Moving on to when Danny put in his notice at the bank. His manager asked, if they came up with an offer, if he would reconsider taking the job with the different company. He said of course, but didn't think an offer would come because he had already applied for so many positions only to get a door in his face. This is where Gods sense of humor really shines in our story! We are giving online, due to my schedule limiting the amount of times we attend church. The program was down for when I scheduled to make our first tithing payment. I was finally able to send it in, after a few days of being tempted to spend it on self-gratifying things. Danny got an offer from the bank, the next day. Guys, I'll be real, I fell on the floor in tears. This offer was $4 MORE than the other offer from the other company. So a total of an $8 raise. That's almost my hourly rate! We only made one tithing payment and God showed us he was in control of our finances. He is our provider, and he just asks us to give back what he had given to us. He uses the money that we give to the church to let his glory shine. So here I am, allowing God to shine through our story!
A few other things God has done now that we've been tithing for a few months.
We found a $50 bill in our car we purchased after Danny got promoted. We received a wedding card (Guys, we've been married for almost three years!) with a $50 check inside. Among other things, like multiple bills being lowered and Danny almost at 300% to goal for parts of his production! I am going to continue working the same, not because I HAVE to, but because God has also given me peace about my job and my shift! Since I am going to continue working, the debt hole that I spoke of earlier, will be GONE in January! Then we can really work on getting rid of our car payments!
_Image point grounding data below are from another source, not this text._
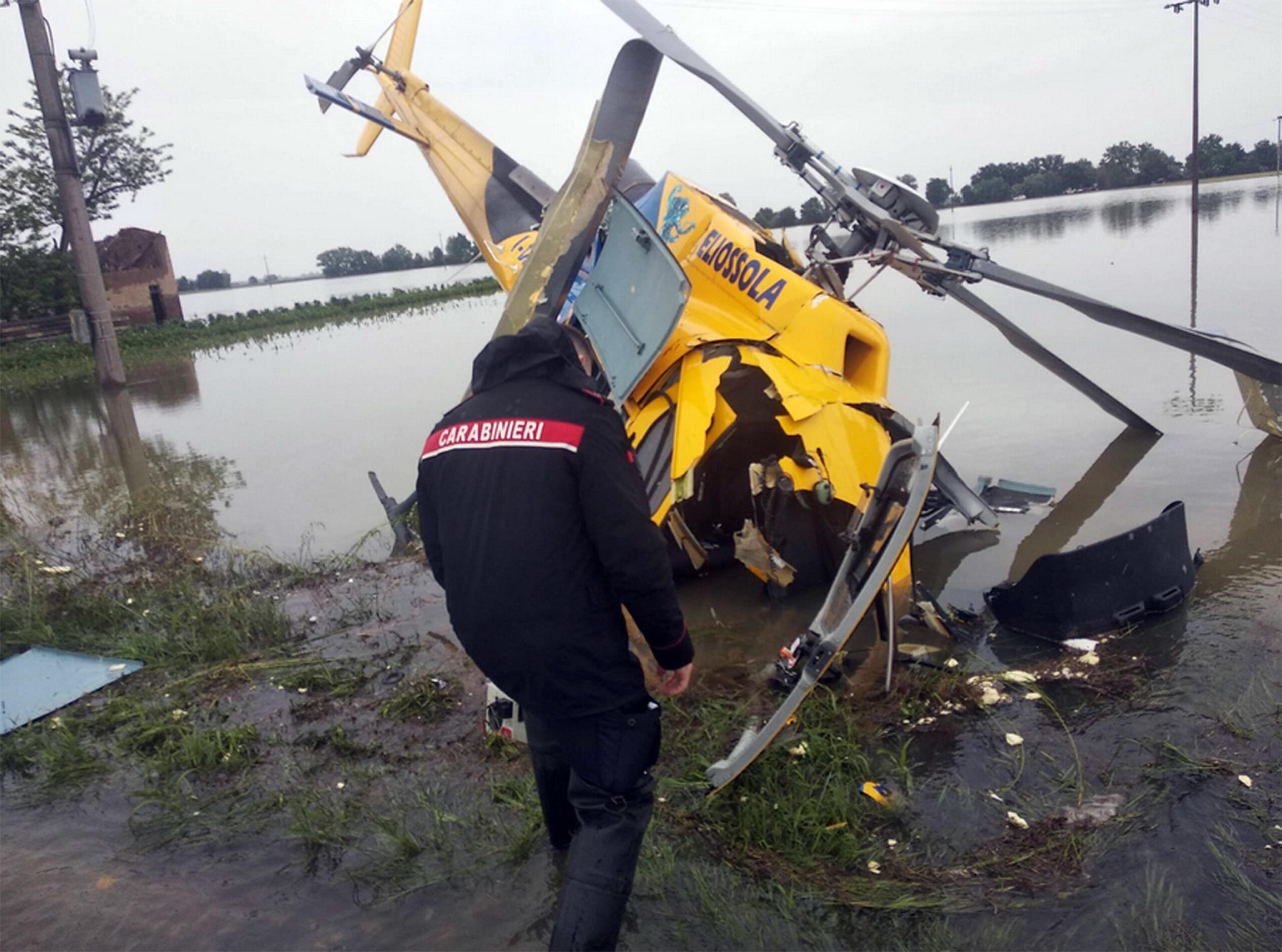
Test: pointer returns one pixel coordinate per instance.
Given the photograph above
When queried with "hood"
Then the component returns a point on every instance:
(541, 349)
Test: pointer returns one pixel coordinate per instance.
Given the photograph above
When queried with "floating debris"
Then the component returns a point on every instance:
(1082, 645)
(1095, 811)
(881, 792)
(39, 681)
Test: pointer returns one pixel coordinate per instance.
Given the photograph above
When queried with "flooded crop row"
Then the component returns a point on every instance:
(360, 806)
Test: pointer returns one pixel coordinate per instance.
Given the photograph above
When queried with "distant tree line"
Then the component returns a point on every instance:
(1121, 167)
(117, 161)
(812, 211)
(342, 262)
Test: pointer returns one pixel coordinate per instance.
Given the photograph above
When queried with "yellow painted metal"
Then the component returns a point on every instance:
(803, 477)
(822, 356)
(697, 404)
(849, 446)
(722, 419)
(572, 213)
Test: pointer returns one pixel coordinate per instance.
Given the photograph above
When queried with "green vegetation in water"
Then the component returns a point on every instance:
(425, 699)
(25, 365)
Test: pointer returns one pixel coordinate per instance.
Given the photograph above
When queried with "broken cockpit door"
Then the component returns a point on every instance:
(632, 299)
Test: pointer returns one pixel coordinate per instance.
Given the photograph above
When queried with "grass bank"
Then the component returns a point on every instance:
(40, 364)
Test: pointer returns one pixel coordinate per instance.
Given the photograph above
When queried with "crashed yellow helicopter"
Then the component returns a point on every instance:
(754, 391)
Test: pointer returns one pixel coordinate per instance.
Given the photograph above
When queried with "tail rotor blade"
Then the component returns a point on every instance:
(340, 77)
(1030, 348)
(575, 214)
(672, 47)
(1221, 350)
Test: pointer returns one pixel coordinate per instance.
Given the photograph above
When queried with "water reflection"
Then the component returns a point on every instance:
(166, 383)
(1039, 226)
(1250, 554)
(1212, 205)
(1067, 518)
(74, 461)
(1122, 217)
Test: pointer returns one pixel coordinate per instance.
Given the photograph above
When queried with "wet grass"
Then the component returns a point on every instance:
(24, 367)
(424, 699)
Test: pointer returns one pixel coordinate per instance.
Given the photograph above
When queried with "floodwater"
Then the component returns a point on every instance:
(303, 418)
(239, 300)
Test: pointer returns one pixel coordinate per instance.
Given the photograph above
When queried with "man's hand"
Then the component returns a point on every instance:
(675, 682)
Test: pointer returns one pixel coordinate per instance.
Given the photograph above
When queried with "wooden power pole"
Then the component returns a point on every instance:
(89, 275)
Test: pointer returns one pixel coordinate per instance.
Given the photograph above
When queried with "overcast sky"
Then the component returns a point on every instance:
(896, 85)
I'm sharing this story, not to "brag" about how well we're doing, but to show we have not been in control of our lives. We give God all the glory to our success at this point in our life. We also know it's not going to be the only struggle we will face, but God has shown us that he will hold our hand and guide us through anything this world throws at us! I hope this was encouraging to someone, and maybe you'll take a leap of faith and see what tithing can do in your life!